Para peor, cuando prometió que el primer acto que llevaría a cabo en caso de alcanzar la presidencia sería presentarse con una cámara en el Banco Central, para mostrar las existencias que había recibido, dejaron en claro que no sólo no entiende nada de economía, sino tampoco de cómo funciona la entidad que regula las finanzas en nuestro país.
Así, entre dislates y agresiones sin solución de continuidad, el perfil ejecutivo que había empezado a construir se transformó en autoritarismo a ultranza, y se conectó inmediatamente con su pasado guerrillero que, por más que pretende ocultar, siempre termina saliendo a la luz.
En los últimos diez días, su retroceso se incrementó. Algunos de sus aliados intentaron tirarle una cuerda. El problema es que no queda claro si servirá para ponerla a salvo o terminará ahorcándola.
El primero fue Alfredo Cornejo, quien en su momento desistió de acompañarla como vice para intentar retornar a la gobernación de Mendoza. El segundo fue Ernesto Sanz, otro socio fundador de Cambiemos que ya no representa a nadie. El tercero, según se anticipa, sería Mauricio Macri, quien hasta ahora había mostrado cierta prescindencia respecto de la elección nacional, interesándose exclusivamente en la candidatura de su primo Jorge en la CABA.
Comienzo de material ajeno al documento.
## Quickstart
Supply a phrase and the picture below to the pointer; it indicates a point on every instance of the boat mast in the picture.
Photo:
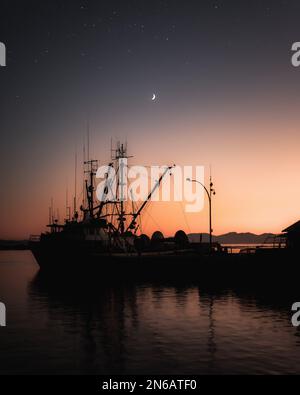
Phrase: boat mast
(156, 186)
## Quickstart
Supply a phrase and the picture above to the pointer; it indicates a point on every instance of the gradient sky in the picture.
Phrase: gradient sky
(227, 96)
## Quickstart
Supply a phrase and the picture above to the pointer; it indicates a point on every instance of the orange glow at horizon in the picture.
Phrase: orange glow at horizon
(255, 173)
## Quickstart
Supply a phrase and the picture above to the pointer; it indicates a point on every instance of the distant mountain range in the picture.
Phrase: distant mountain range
(13, 244)
(234, 238)
(228, 238)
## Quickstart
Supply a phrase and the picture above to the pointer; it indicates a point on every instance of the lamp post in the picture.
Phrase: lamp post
(209, 193)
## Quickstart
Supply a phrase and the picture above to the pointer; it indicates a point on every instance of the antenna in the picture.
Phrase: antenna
(88, 140)
(75, 184)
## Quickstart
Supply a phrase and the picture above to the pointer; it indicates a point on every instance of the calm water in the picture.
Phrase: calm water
(64, 327)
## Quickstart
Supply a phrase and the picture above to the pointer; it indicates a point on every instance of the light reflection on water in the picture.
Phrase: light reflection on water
(74, 327)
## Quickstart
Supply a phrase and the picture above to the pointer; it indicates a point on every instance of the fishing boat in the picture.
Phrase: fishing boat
(107, 235)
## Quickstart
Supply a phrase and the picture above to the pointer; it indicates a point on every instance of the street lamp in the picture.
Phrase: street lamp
(209, 193)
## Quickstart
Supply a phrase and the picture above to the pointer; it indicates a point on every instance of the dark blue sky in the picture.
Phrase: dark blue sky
(73, 61)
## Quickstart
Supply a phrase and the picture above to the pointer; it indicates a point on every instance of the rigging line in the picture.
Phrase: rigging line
(151, 217)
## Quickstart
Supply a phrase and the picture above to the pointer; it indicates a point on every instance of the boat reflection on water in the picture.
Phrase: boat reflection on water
(168, 328)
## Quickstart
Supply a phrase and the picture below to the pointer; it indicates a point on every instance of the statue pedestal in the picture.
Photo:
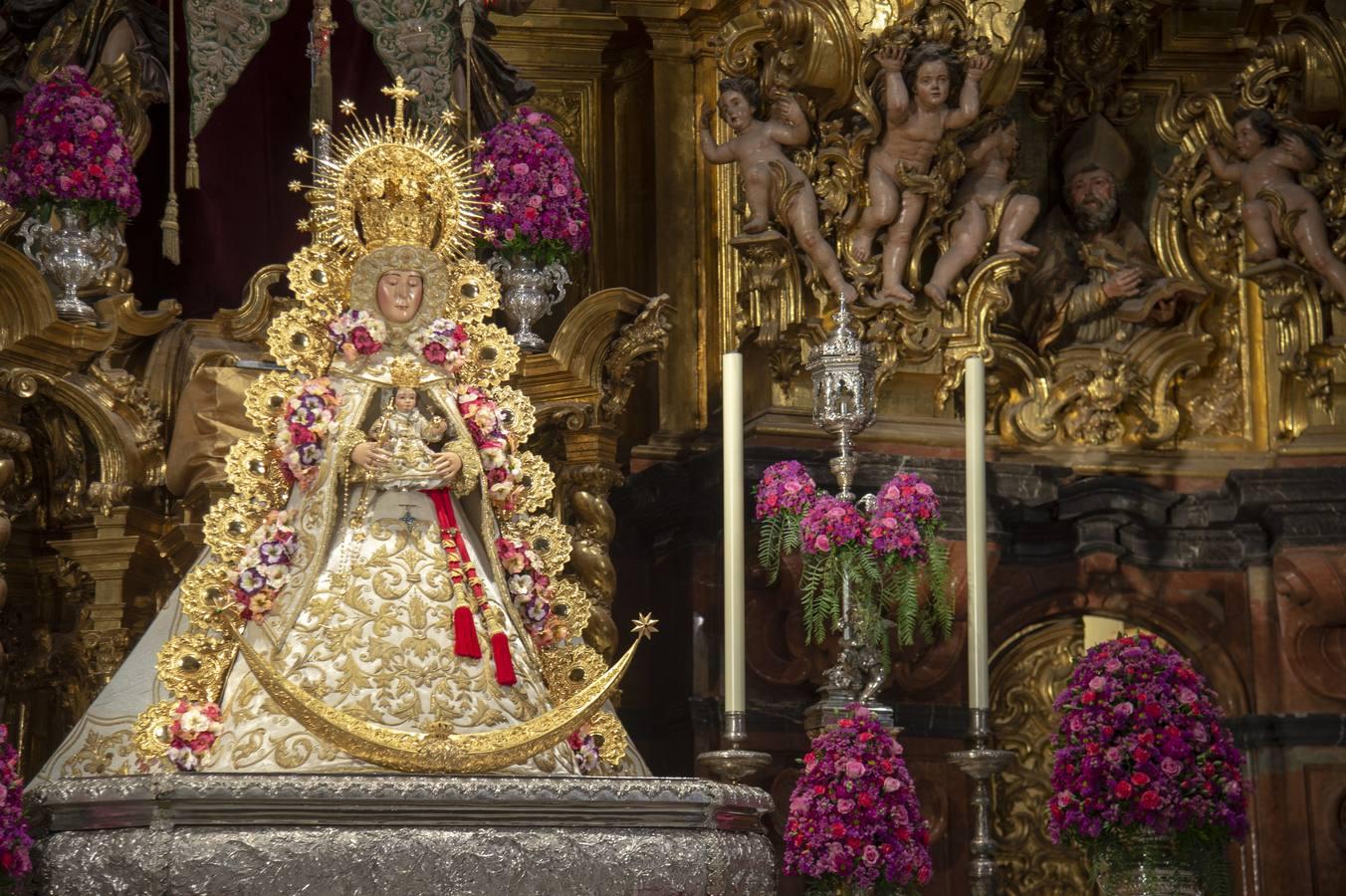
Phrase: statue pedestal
(406, 834)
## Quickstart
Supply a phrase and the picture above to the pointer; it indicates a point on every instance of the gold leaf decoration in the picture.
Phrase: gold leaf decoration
(474, 292)
(205, 594)
(570, 603)
(193, 666)
(151, 734)
(492, 355)
(539, 482)
(229, 527)
(298, 339)
(253, 470)
(569, 669)
(610, 738)
(267, 397)
(548, 537)
(516, 412)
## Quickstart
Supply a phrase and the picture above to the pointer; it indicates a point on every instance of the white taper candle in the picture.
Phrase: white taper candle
(735, 690)
(979, 634)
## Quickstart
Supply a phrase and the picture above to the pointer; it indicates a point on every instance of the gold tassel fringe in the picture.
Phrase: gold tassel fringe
(193, 179)
(171, 248)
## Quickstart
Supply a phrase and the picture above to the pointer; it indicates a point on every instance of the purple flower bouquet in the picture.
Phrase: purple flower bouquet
(783, 498)
(15, 841)
(69, 152)
(1143, 751)
(891, 558)
(536, 207)
(855, 822)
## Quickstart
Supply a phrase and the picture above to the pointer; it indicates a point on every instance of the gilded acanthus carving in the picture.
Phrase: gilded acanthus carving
(1025, 678)
(1311, 590)
(879, 87)
(1092, 43)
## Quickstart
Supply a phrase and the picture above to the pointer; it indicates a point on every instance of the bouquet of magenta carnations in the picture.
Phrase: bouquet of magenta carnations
(1143, 750)
(69, 152)
(536, 207)
(903, 533)
(783, 498)
(888, 559)
(15, 841)
(855, 822)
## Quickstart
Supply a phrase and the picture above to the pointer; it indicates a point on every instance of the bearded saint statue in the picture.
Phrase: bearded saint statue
(1097, 282)
(377, 592)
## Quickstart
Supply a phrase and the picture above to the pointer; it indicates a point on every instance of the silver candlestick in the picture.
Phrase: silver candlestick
(982, 765)
(733, 763)
(843, 368)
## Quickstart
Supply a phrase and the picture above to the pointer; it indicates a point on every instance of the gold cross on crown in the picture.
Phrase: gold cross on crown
(400, 93)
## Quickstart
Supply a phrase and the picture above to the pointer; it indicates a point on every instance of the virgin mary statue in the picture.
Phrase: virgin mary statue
(378, 592)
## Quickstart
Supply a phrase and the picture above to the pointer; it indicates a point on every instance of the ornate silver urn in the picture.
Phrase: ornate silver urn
(531, 292)
(843, 370)
(73, 256)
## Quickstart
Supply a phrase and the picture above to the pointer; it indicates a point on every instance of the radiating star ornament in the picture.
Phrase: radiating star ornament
(643, 626)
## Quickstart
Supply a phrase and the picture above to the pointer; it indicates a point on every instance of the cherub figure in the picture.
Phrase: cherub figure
(768, 172)
(401, 436)
(899, 165)
(990, 148)
(1275, 202)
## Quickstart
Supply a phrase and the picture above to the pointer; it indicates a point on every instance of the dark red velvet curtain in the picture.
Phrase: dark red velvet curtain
(244, 215)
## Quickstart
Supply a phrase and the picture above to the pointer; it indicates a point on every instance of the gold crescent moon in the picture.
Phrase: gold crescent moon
(434, 754)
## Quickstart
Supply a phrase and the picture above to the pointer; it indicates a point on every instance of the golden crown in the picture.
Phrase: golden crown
(393, 183)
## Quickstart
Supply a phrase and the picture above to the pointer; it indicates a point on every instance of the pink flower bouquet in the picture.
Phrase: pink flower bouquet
(536, 207)
(890, 558)
(855, 821)
(15, 841)
(1143, 747)
(69, 152)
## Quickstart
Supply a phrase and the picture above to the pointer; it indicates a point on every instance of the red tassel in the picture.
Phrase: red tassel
(465, 634)
(504, 665)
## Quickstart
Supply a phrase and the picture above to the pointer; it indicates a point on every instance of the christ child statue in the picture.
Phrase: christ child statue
(990, 149)
(402, 436)
(768, 172)
(1270, 157)
(899, 165)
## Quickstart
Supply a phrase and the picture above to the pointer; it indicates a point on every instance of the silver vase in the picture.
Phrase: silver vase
(73, 255)
(531, 292)
(1146, 865)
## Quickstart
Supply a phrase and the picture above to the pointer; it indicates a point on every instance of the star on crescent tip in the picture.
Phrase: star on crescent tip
(643, 626)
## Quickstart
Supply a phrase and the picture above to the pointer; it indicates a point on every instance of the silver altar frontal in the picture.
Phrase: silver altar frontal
(405, 834)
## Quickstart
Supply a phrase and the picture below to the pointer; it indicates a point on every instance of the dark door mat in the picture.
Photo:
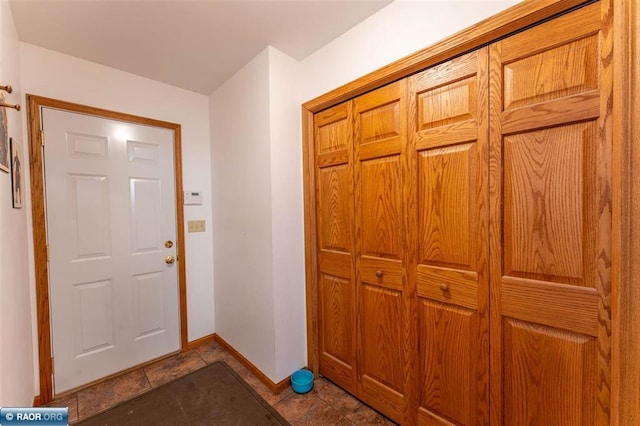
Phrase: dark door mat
(213, 395)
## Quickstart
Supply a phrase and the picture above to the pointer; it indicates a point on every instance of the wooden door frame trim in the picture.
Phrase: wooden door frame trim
(626, 215)
(626, 170)
(36, 159)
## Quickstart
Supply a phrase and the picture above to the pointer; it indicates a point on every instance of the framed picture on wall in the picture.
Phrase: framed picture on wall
(4, 137)
(16, 174)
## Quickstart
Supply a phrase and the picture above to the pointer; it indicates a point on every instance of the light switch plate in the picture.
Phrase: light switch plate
(192, 198)
(196, 226)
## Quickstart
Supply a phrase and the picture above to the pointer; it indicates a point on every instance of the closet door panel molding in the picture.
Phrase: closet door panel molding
(336, 281)
(551, 223)
(384, 305)
(449, 142)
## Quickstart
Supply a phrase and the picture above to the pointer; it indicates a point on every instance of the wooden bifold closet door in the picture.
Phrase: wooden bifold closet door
(336, 260)
(449, 145)
(464, 223)
(551, 223)
(384, 294)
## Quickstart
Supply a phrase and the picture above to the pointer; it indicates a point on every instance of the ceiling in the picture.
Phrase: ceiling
(196, 45)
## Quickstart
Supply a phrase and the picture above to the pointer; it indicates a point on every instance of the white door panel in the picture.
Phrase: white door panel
(110, 197)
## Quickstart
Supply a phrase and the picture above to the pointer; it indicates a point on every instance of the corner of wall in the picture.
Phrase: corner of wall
(17, 374)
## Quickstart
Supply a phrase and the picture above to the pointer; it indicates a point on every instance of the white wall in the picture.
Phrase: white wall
(401, 28)
(240, 139)
(258, 221)
(52, 74)
(287, 215)
(16, 349)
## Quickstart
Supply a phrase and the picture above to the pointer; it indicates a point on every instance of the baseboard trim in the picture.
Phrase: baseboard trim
(273, 387)
(201, 341)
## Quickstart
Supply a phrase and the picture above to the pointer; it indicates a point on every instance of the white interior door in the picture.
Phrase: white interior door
(110, 204)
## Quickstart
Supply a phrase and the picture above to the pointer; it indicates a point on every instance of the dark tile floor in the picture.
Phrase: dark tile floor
(326, 404)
Los anuncios de los apoyos de María Eugenia Vidal y de Facundo Manes a la candidatura de Horacio Rodríguez Larreta indignó a Patricia y motivó el enojo descontrolado de Mauricio Macri. La precandidata presidencial no se guardó epítetos ni sarcasmos al ser consultada sobre la determinación de la ex gobernadora. El ex presidente, en tanto, prometió una inminente salida al aire por su canal, La Nación +, y todos en JxC descuentan que allí tomará partido explícitamente por Bullrich.
Lejos de celebrar esta decisión, al entorno de la precandidata se le pusieron los pelos de punta al tomar conocimiento de esta posibilidad cierta. ¿Le suma algo realmente a Patricia el apoyo del ex Presidente, o será como un abrazo de oso? Quienes todavía sienten algún tipo de inclinación por Mauricio Macri ya la votarían, pero una identificación demasiado estrecha haría huir a la disparada a la mayoría de los argentinos que conservan un pésimo recuerdo de su gestión.
Así las cosas, la caracterización de Guillermo Moreno parece ser la más acertada. “Bullrich hace todo lo posible para no ser presidenta.” Sólo queda en tela de juicio si se trata de una decisión consciente, o simplemente se debe a las reacciones propias de su carácter incontinente y primitivo, en el que las emociones han archivado a la razón hace demasiado tiempo.